The Chino, Calif., painter is one of about 70 artists who will create paintings on the streets and sidewalks — as spectators watch — for Bella Strada, an Italian-styled street-painting festival going on Saturday and Sunday at the Gilbert shopping center.

By the time Julie Kirk-Purcell completes her enormous painting of a mythical desert cat, she’ll have an aching back, sore knees and practically no fingerprints.

A professional artist creating a 20-foot-by-35-foot image in the middle of the street at SanTan Village, Kirk-Purcell will spend most of four days crawling around on the asphalt, bent over her pastels and blending colors with her bare fingertips.

“Inevitibly people will feel pity and ask you ‘Can I get you anything?’ It’s not so bad,” she says.

The Chino, Calif., painter is one of about 70 artists who will create paintings on the streets and sidewalks — as spectators watch — for Bella Strada, an Italian-styled street-painting festival going on Saturday and Sunday at the Gilbert shopping center.

The event is a fundraiser for Save the Family, the Mesa-based nonprofit that teaches families the skills to transition from homelessness to self-sufficiency. In addition to the free street-painting festival, Bella Strada will feature a $10-per-head kids’ zone and food tasting; all the money raised goes to the charity, which assisted 300 Arizona families in 2009.

Kirk-Purcell, 44, travels the world creating images like the one she’ll be painting in Gilbert. She sketches her drawing out in blue pastel, sometimes filling in large portions first with tempera paint to help the pastels adhere to the pavement and cover more ground. The entire effect is achieved with pastels, a damp rag and a long white rope.

“I tape one end down to my perspective point, and I can stretch it in any direction from there; it helps me get the scale and perspective a little more correct,” she says.

For Bella Strada, she’s painting a three-dimensional desert canyon with a castle, a flying dragon and a giant winged mountain lion lapping water from a pool.

“I try not to take many breaks.
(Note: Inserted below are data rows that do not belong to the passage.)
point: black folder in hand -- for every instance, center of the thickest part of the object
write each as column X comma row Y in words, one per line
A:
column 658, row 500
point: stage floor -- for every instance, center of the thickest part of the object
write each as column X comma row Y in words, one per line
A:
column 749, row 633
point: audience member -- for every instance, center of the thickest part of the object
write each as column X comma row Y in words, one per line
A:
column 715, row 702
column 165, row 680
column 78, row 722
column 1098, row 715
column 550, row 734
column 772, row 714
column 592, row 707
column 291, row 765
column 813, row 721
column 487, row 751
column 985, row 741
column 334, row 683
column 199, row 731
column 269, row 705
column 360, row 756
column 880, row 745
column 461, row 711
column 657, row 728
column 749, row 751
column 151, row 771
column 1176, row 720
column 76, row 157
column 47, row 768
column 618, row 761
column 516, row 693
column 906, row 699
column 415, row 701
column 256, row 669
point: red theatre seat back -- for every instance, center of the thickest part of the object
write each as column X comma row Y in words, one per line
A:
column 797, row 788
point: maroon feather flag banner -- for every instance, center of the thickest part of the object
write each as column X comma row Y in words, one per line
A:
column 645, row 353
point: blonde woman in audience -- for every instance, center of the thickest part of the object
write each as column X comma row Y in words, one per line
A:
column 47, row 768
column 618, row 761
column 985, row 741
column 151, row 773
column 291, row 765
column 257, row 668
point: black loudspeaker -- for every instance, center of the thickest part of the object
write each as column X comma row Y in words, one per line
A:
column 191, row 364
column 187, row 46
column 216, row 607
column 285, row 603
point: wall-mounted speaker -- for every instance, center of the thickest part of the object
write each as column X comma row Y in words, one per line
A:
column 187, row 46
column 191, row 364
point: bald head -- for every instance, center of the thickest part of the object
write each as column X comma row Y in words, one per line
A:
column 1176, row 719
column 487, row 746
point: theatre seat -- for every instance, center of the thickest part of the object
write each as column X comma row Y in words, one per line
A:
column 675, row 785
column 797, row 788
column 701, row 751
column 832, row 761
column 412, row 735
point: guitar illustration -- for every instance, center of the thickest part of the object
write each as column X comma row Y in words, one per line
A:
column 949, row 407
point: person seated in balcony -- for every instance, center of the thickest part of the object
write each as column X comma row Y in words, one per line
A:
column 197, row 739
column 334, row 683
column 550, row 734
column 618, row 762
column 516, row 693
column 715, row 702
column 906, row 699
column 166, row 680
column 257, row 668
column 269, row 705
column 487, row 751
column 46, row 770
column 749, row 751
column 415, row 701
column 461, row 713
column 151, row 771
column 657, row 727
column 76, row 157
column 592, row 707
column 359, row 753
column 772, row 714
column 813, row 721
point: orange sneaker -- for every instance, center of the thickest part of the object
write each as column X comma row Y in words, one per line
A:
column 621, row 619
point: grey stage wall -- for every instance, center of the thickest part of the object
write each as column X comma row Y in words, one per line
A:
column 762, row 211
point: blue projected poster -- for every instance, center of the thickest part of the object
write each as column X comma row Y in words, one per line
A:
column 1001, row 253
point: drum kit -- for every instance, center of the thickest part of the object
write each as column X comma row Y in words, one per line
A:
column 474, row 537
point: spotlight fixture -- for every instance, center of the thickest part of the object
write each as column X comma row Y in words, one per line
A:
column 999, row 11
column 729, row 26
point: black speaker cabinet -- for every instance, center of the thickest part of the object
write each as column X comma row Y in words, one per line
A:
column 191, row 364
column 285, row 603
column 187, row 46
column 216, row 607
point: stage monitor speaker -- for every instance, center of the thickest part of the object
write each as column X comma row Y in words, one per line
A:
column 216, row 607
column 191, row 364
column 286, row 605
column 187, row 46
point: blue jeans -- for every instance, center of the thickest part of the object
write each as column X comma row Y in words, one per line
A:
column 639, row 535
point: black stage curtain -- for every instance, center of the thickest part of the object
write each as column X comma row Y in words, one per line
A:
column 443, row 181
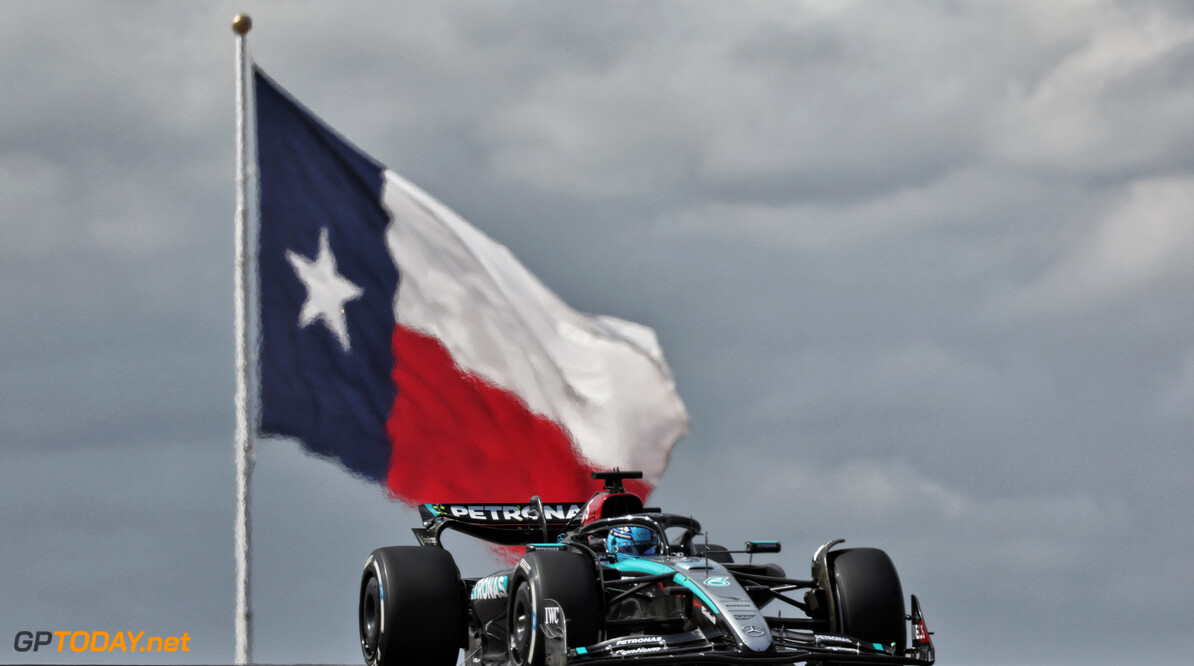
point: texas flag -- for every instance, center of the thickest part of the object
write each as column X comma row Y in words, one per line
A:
column 407, row 345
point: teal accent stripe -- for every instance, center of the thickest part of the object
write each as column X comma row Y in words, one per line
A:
column 656, row 568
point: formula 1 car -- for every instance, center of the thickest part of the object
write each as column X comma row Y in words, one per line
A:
column 608, row 580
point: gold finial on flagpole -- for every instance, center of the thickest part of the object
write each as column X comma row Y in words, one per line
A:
column 241, row 24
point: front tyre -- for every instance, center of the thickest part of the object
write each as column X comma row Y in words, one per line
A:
column 570, row 580
column 412, row 608
column 869, row 598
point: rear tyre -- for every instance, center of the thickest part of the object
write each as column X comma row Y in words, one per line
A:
column 412, row 608
column 566, row 578
column 869, row 598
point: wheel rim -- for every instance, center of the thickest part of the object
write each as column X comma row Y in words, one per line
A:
column 370, row 620
column 521, row 629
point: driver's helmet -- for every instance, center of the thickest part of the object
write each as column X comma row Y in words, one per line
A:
column 632, row 541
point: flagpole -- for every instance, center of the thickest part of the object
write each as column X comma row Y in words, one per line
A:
column 240, row 26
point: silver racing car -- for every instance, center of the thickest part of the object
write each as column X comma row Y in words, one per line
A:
column 608, row 580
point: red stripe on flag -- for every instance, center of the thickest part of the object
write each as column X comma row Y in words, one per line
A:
column 456, row 438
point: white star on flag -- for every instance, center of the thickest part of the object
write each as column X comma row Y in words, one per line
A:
column 327, row 290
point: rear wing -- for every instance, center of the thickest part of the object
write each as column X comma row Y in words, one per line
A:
column 504, row 524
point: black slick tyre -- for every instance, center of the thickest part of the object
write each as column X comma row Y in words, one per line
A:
column 412, row 608
column 869, row 598
column 571, row 581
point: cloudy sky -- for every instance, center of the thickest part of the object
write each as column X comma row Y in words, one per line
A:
column 924, row 273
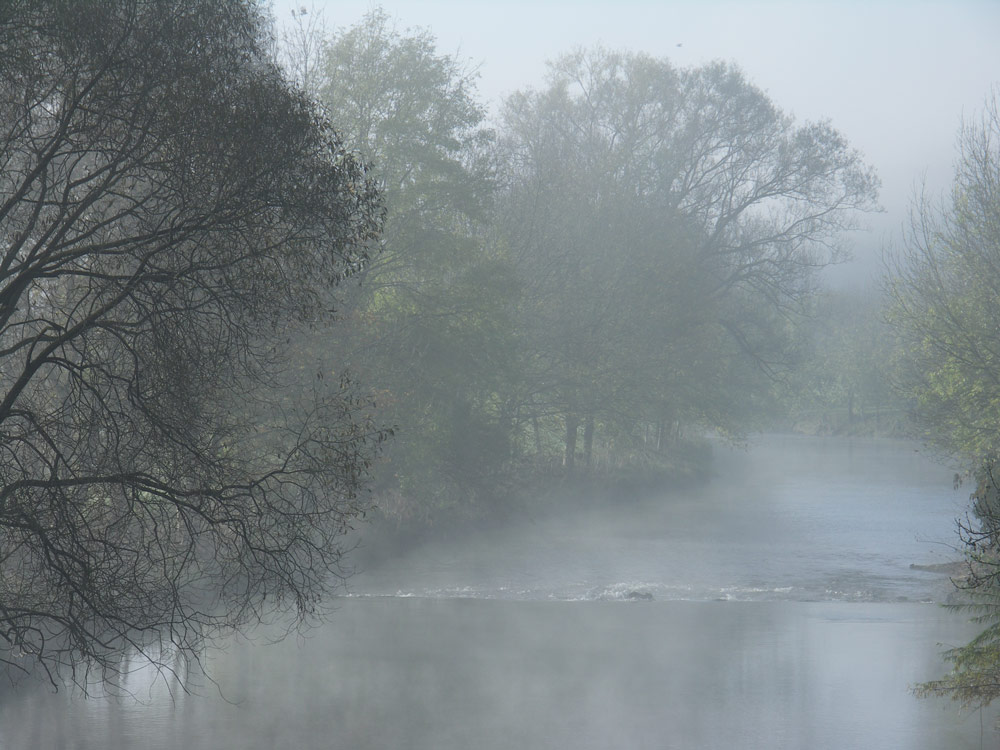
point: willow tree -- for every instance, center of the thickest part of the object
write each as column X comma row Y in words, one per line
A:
column 171, row 211
column 711, row 207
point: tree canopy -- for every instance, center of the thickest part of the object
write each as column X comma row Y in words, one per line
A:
column 944, row 306
column 665, row 222
column 171, row 210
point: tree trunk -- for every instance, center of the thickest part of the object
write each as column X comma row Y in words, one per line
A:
column 569, row 461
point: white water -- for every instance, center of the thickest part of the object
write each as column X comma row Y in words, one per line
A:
column 785, row 614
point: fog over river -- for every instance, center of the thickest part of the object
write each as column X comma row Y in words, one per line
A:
column 773, row 607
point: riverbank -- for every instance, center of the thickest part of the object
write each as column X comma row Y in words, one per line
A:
column 541, row 492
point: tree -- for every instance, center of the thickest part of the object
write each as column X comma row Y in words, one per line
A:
column 944, row 306
column 171, row 213
column 429, row 330
column 664, row 222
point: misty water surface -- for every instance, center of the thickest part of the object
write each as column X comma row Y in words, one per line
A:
column 785, row 615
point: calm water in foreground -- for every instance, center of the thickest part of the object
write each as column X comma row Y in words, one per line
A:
column 785, row 614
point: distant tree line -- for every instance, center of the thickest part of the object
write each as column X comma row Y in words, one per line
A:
column 614, row 259
column 215, row 307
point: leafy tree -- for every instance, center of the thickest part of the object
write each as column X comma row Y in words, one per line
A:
column 664, row 222
column 429, row 319
column 171, row 213
column 944, row 305
column 844, row 379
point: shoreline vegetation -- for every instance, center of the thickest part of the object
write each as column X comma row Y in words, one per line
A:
column 541, row 491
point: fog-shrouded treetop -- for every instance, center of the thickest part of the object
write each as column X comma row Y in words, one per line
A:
column 170, row 211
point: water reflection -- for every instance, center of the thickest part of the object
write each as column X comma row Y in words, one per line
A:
column 486, row 674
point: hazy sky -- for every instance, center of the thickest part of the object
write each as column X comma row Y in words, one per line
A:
column 895, row 78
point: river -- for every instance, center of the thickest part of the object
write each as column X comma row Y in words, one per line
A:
column 774, row 607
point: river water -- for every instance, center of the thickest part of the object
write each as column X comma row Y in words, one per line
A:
column 774, row 607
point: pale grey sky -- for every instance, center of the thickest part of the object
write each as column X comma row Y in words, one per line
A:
column 895, row 78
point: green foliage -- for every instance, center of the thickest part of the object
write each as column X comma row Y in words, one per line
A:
column 944, row 306
column 846, row 364
column 665, row 224
column 431, row 333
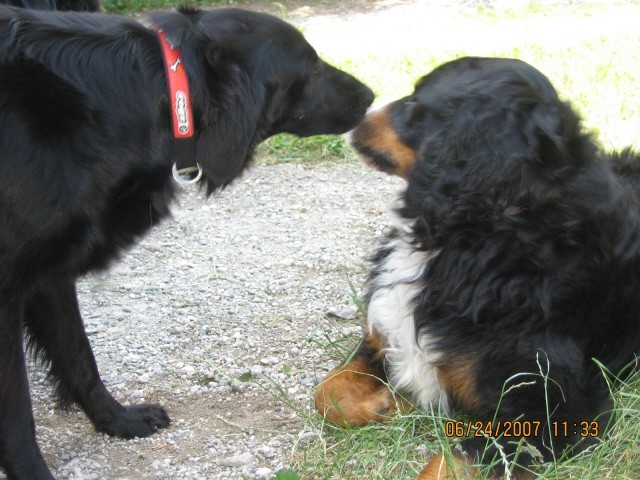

I like to be out here as much as possible for people stopping by to watch. When you think about it, most artists work privately in a studio. Not a lot of people get to see art being created. It’s kind of the cool part about being a street artist,” she says.

Kirk-Purcell will paint nearly ’round the clock on Saturday and Sunday, aiming to be finished by Sunday afternooon.

“People always ask if your painting is going to be washed away, and ‘Won’t you be upset if it’s washed away?’ ” says the artist, who also teaches at Irvine Valley College. “But the thing about street artists — it’s not about the finished product for us. It’s kind of nice to be able to try something new and know it’s not going to be around forever. Of course, sometimes you create something really beautiful, and you just hope you got good pictures.”